Sequential injection absorption spectrophotometry using a liquid-core waveguide: Determination of p-arsanilic acid in natural waters

We describe the development, optimization, and application of a novel method for the quantification of p-arsanilic acid (p-ASA), an organoarsenical that is widely used as an animal feed additive, at μg L−1 levels in surface water samples. The method is based on sequential injection-long pathlength absorbance spectrophotometry (SI-LPAS). This method incorporates the selective reactivity of p-ASA with p-dimethylaminobenzaldehyde (DMAB, “Ehrlich's Reagent”) in the presence of other common environmental organoarsenicals, such as dimethylarsenic acid (DMAA), monomethylarsonic acid (MMAA), and 3-nitro-4-hydroxyphenylarsonic acid (3-NHPAA, Roxarsone).
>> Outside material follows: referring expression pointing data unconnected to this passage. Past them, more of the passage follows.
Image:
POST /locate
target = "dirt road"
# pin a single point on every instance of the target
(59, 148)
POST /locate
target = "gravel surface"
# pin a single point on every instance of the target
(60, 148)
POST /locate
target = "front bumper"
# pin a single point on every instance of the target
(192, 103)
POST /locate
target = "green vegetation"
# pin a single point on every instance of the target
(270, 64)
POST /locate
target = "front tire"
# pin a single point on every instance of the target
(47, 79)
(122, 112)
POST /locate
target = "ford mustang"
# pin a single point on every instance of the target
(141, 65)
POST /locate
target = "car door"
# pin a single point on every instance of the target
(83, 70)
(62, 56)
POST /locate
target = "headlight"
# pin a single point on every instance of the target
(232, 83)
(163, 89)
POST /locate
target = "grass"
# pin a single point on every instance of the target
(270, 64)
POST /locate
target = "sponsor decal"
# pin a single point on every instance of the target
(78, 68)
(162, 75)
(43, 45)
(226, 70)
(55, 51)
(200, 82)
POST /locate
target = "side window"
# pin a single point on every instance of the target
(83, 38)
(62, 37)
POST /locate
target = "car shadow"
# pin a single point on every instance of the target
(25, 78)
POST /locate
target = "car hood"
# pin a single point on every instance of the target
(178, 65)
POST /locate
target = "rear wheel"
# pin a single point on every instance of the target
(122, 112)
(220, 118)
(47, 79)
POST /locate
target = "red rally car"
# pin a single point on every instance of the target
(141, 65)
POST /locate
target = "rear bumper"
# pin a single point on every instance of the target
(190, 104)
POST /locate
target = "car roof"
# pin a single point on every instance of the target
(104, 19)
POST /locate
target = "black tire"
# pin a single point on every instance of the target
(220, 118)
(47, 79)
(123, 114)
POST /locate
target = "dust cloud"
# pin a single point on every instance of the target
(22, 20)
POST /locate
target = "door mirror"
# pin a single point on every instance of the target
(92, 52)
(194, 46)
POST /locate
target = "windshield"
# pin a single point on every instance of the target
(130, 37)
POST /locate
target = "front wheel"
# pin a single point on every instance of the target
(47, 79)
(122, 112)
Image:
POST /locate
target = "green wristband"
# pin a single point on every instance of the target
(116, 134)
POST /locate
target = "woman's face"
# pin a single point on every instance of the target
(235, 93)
Optimal reaction conditions were studied, namely the pH dependence of the reaction (pH = 1.4), volumes of reagent and sample, reagent concentration, reaction time, reaction temperature, and flow rates. A calibration model that was linear over four orders of magnitude was prepared, where y (A450, peak height) = 0.139 × (mg L−1) + 0.0275 (R2 = 0.9984). The limit of detection was 21.2 μg L−1 (3 Ω), and the analysis time was <8 min/sample. A study of the response of the method to other organoarsenicals demonstrated that the method is selective for p-ASA (t-test, t = 0.622, tc = 3.707 at the 99% confidence limit). For an authentic surface water sample from a swine farm that was fortified with p-ASA to 0.500 mg L−1, a recovery of 100.5% and an average precision (n = 4) of 13.7% relative standard deviation were observed.